Standard radiator side channels are formed in a U shape. These channels are very weak and tend to bend and crush the fin with very little force. DeWitts Radiator cores use extruded structural tubing for all side channels. Not only does the extrusion process allow for multiple shapes but it creates a core that is three times stronger than the fabricated sheet.
Open U shape, rectangles, and GM type hat channels are available.
Brazing profiles are created for each core based on the total mass weight. The furnace temperatures and belt speeds are adjusted based on feedback from a data recorder. The recorder is stored in a special stainless steel “hotbox” and thermocouples are attached directly to the core to insure the material reaches the optimum brazing temperature for clad flow.

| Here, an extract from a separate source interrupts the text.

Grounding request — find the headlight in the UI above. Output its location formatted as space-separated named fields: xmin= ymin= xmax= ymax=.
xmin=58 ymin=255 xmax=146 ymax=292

The results are then downloaded to the computer for analysis and adjustments are made if necessary.
These extra steps and quality control measures are done long before the process of creating a radiator. We started making our own cores in house because that was the only way to know for sure it was done correctly and defects were eliminated. Now that we have a quality core, we can start making a radiator.
The cores are moved to our fabrication department where end tanks will be welded on and configured with inlet and outlet tubes.
DeWitts has invested into custom press forming dies to produce seem free end tanks. Unlike the standard box formed tanks which requires multiple corner welds and stress areas, our tanks are one piece. They often include ribs to strengthen the tank and provide an original OE look.